Kamasi Washington

Marseille Jazz des Cinq Continents 2017

Le club des cinq

 

L’édition 2017 du Festival Jazz des Cinq Continents promet. Entre stars mythifiées et artistes plus que confirmés, sans oublier des expérimentations et un ancrage dans la cité phocéenne, l’équipe organisatrice dévoile une programmation aux multiples qualités.

 

C’est déjà complet pour Norah Jones (et heureux sont celles et ceux qui pourront se régaler de la première partie du magicien guitariste Nguyen Lê), mais le Parc Longchamp n’en accueillera pas moins le vénérable Herbie Hancock (qui mobilise le remarquable guitariste franco-béninois Lionel Loueke), avec en première partie le projet jazz-rock en hommage à Joe Zawinul des doux dingues Vincent Peirani et Émile Parisien. Quant à l’immense George Benson, devra-t-on brûler un cierge à la Bonne Mère pour qu’il nous livre un Beyond The Sea (autrement dit La Mer d’un certain Trenet Charles) en ces rivages méditerranéens ? La pelouse de Longchamp sera certainement le théâtre d’une transe collective, pour l’hommage à Art Blakey, rendu par le maître de la batterie afro-beat Tony Allen, dans le cadre d’une soirée qui croise résolument des univers musicaux trop souvent parallèles puisque, ensuite, c’est au tour du vibraphoniste légendaire Roy Ayers de se lancer dans une joute en hommage à Fela, avec l’héritier de ce dernier, Seun Kuti, et les musiciens historiques du rebelle de Lagos. D’engagement, il en sera aussi question avec une soirée résolument afro-américaine : les immenses icônes du jazz black contemporain que sont Robert Glasper (le pianiste le plus nu-soul qui n’oublie pas ses prédécesseurs free) et Kamasi Washington (le saxophoniste ténor qui rend aussi bien hommage à Malcom X qu’à Debussy, compagnon de route de, entre autres, Snoop Dog ou Kendrick Lamar, entouré notamment de la pythie Patrice Quinn au chant, et du furieux Miles Mosley à la contrebasse).

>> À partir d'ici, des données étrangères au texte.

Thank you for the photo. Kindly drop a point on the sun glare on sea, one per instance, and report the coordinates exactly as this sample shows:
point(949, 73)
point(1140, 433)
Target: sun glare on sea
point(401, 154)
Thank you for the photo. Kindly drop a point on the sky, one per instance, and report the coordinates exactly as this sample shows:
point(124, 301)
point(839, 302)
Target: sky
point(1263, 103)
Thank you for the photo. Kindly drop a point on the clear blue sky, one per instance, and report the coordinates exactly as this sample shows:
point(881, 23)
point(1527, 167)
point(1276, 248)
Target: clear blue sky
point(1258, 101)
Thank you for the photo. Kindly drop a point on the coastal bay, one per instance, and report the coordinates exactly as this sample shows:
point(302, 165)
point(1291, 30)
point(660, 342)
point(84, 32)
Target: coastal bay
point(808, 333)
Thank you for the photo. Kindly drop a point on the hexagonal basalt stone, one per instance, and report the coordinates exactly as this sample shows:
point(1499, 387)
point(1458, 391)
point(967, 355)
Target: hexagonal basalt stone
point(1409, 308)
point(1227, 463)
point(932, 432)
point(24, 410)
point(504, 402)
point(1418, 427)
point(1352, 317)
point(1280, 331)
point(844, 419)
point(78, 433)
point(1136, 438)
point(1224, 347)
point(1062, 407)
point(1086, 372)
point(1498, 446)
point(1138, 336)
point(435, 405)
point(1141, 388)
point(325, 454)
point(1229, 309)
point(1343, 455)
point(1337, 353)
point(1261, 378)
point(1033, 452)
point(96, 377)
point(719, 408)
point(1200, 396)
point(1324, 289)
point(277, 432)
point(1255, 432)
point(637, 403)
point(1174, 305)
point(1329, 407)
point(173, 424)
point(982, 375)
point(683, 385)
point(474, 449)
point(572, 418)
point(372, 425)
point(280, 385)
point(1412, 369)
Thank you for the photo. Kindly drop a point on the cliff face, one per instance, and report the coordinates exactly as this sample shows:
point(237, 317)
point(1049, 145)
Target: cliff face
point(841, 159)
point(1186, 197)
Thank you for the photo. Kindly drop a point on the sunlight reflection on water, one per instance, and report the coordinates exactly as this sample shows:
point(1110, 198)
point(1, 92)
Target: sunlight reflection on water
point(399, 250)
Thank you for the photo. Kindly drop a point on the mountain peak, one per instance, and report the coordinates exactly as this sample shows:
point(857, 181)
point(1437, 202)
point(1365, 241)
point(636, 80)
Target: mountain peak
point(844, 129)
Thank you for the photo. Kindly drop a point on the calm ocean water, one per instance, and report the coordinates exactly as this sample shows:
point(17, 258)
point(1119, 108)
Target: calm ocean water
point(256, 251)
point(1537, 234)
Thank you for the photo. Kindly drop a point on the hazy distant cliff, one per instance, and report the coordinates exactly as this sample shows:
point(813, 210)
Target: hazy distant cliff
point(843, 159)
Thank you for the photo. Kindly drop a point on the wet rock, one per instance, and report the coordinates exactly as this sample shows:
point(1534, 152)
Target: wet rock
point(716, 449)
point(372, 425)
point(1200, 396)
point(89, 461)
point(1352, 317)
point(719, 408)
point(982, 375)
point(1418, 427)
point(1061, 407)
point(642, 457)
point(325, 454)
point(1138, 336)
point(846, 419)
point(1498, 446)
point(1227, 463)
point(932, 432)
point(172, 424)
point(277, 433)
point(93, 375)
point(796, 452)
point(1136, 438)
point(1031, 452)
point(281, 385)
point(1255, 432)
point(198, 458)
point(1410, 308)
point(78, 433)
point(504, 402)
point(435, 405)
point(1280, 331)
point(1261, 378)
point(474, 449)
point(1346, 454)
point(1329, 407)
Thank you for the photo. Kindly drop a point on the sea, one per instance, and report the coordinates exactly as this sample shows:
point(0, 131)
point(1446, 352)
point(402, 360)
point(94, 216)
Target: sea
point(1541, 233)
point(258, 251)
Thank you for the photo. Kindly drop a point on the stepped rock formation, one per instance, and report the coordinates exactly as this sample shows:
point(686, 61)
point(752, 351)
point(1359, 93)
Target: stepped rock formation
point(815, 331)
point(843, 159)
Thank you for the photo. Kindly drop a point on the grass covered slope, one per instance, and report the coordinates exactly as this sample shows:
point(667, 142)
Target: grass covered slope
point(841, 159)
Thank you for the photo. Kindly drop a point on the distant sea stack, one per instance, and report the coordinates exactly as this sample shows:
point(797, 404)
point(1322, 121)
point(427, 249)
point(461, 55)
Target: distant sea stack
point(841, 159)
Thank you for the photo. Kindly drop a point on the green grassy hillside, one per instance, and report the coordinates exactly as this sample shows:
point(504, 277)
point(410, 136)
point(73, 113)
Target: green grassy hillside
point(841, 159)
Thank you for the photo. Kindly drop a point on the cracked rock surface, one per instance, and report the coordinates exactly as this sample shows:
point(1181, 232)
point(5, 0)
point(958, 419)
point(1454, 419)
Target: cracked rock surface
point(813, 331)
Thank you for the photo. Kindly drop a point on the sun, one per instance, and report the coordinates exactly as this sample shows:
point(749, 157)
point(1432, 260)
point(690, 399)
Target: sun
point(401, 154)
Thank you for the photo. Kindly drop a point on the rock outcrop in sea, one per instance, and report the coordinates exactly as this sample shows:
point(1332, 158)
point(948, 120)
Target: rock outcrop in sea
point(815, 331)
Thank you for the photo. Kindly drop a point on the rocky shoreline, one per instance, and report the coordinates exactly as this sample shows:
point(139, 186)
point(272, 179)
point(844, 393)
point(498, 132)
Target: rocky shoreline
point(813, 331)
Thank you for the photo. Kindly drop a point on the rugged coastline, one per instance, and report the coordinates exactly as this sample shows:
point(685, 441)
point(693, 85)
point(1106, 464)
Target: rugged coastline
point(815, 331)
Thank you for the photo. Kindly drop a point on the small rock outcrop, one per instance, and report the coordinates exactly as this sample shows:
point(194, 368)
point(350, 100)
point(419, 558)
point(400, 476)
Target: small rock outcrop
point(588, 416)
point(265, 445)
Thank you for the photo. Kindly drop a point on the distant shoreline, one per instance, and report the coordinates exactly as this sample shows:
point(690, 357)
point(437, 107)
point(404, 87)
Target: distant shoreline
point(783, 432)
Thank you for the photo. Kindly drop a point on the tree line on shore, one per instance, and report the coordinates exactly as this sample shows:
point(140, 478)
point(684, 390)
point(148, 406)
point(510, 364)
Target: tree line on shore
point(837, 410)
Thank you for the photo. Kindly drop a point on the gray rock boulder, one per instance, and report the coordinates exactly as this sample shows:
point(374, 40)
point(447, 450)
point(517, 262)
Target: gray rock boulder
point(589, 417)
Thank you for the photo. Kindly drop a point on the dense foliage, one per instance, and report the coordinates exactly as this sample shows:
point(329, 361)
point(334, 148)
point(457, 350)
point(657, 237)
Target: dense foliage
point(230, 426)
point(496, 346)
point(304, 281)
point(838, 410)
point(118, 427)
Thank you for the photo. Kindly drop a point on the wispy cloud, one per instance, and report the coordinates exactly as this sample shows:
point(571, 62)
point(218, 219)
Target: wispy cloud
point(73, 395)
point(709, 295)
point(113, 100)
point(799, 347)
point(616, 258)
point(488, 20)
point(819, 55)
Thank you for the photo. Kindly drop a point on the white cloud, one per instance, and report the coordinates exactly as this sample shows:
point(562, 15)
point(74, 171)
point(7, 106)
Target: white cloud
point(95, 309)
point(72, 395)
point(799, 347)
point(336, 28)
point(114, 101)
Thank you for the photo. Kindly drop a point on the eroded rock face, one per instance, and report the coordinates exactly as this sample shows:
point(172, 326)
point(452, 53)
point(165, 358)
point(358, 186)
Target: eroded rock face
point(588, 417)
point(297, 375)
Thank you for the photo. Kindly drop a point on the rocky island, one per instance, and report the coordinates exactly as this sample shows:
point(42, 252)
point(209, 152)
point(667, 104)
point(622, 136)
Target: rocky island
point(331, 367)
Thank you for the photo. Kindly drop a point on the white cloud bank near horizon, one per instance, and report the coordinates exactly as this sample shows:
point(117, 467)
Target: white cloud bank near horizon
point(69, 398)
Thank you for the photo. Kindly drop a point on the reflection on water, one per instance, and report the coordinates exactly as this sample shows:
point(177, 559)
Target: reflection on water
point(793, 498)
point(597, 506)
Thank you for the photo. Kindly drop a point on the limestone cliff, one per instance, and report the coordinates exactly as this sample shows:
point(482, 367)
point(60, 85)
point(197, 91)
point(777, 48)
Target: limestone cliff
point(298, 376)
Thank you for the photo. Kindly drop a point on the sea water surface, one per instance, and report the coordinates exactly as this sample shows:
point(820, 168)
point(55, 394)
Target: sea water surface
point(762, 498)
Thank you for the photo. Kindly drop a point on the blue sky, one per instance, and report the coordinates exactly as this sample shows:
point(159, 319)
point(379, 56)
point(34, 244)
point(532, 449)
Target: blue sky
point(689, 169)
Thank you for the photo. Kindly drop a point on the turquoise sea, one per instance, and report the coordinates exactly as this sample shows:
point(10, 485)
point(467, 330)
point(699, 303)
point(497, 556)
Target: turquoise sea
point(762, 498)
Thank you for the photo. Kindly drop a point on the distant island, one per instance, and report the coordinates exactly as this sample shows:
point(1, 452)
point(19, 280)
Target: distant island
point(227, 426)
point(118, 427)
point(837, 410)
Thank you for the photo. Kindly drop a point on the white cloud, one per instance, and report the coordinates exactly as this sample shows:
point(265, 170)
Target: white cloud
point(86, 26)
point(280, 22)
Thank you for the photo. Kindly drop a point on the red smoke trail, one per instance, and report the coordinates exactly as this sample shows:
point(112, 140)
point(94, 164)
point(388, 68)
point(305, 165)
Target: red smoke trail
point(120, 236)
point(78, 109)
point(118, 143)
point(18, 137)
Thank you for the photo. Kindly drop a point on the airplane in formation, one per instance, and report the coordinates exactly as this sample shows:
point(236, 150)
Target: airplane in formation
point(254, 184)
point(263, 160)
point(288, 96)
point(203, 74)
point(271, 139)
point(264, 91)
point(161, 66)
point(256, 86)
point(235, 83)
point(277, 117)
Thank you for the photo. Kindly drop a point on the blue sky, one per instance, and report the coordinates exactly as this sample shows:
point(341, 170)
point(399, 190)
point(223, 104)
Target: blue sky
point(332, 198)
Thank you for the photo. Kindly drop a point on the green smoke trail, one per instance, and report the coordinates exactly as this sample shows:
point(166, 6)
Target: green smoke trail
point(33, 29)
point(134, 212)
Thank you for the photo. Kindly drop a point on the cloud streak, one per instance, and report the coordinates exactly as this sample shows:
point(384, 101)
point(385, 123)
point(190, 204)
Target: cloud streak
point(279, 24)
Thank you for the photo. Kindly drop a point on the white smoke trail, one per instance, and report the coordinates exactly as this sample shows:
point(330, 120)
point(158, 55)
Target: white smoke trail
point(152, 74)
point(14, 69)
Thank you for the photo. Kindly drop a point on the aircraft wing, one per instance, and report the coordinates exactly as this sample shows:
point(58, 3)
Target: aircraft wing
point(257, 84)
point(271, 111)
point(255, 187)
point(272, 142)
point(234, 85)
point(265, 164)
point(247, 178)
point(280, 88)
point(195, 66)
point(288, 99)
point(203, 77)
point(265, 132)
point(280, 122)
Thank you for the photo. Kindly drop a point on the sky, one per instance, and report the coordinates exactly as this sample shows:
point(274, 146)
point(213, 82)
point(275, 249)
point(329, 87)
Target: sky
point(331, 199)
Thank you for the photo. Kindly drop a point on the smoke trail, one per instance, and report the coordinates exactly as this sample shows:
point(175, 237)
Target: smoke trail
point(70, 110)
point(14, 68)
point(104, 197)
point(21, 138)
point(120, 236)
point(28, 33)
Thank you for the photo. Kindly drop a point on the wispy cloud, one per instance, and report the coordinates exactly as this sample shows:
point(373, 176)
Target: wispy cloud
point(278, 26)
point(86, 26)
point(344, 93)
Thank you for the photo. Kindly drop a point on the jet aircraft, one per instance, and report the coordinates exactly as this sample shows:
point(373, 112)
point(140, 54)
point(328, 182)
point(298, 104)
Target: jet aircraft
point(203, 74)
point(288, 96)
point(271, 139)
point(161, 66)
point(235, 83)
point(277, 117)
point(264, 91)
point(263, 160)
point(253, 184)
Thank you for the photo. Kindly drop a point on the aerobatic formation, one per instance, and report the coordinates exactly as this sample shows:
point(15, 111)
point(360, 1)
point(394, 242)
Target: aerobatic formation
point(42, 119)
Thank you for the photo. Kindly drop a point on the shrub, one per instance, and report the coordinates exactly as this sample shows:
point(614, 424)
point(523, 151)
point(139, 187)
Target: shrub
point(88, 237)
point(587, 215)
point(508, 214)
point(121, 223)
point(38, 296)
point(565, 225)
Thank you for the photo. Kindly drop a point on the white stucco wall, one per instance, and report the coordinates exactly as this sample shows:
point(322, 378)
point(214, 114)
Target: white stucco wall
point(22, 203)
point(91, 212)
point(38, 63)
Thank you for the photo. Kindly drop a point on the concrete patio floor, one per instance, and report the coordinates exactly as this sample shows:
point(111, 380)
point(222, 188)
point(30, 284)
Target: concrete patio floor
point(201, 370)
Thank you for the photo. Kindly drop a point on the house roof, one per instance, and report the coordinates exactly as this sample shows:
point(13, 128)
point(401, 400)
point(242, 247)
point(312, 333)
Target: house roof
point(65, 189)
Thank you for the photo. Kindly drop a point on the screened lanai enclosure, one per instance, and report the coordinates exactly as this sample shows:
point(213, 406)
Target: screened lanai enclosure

Le rayonnement du festival en ville est désormais une affaire qui roule… et de fort belle manière. Immanquable, au Théâtre Sylvain, le concert du Brandford Marsalis 4tet avec Kurt Elling : le groupe du saxophoniste de la fratrie néo-orléanaise (c’est le frère aîné d’un certain Wynton) alignant, entre autres, l’immense Joey Calderazzo au piano, convie le crooner et scatteur Kurt Elling pour une session qui s’annonce d’ores et déjà d’anthologie. « Je sentais que ma musique serait la fusion des deux genres. J’aimais beaucoup Herbie Hancock et Keith Jarret, mais aussi le vieux funk américain et les classiques de soul », disait Roberto Fonseca, pianiste cubain, durant son apprentissage. Entre contradanza,  mambo, cha-cha-cha, danzon et boléro, esprit de la descarga et hip-hop, il narre à sa manière, fourmillant de clins d’œil au passé, tout en se déclinant sous des détours de contemporanéité. La soirée sur la terrasse du Fort Saint-Jean s’annonce également sous les meilleurs auspices de l’innovation, alignant le duo de Géraldine Laurent (la sax woman boppeuse) avec le guitariste onirique « régional de l’étape » Cyril Achard, une expérimentation free du souffleur Guillaume Perret avec des élèves de la classe de jazz du Conservatoire de Marseille (la première en dehors de Paris, rappelons-le) et de l’Institut Musical de Formation Professionnelle de Salon-de-Provence… Sans oublier la présence du quintet de Yonathan Avishai pour un set aux couleurs nuancées, voire de Piers Faccini pour des instants folk rafraîchissants.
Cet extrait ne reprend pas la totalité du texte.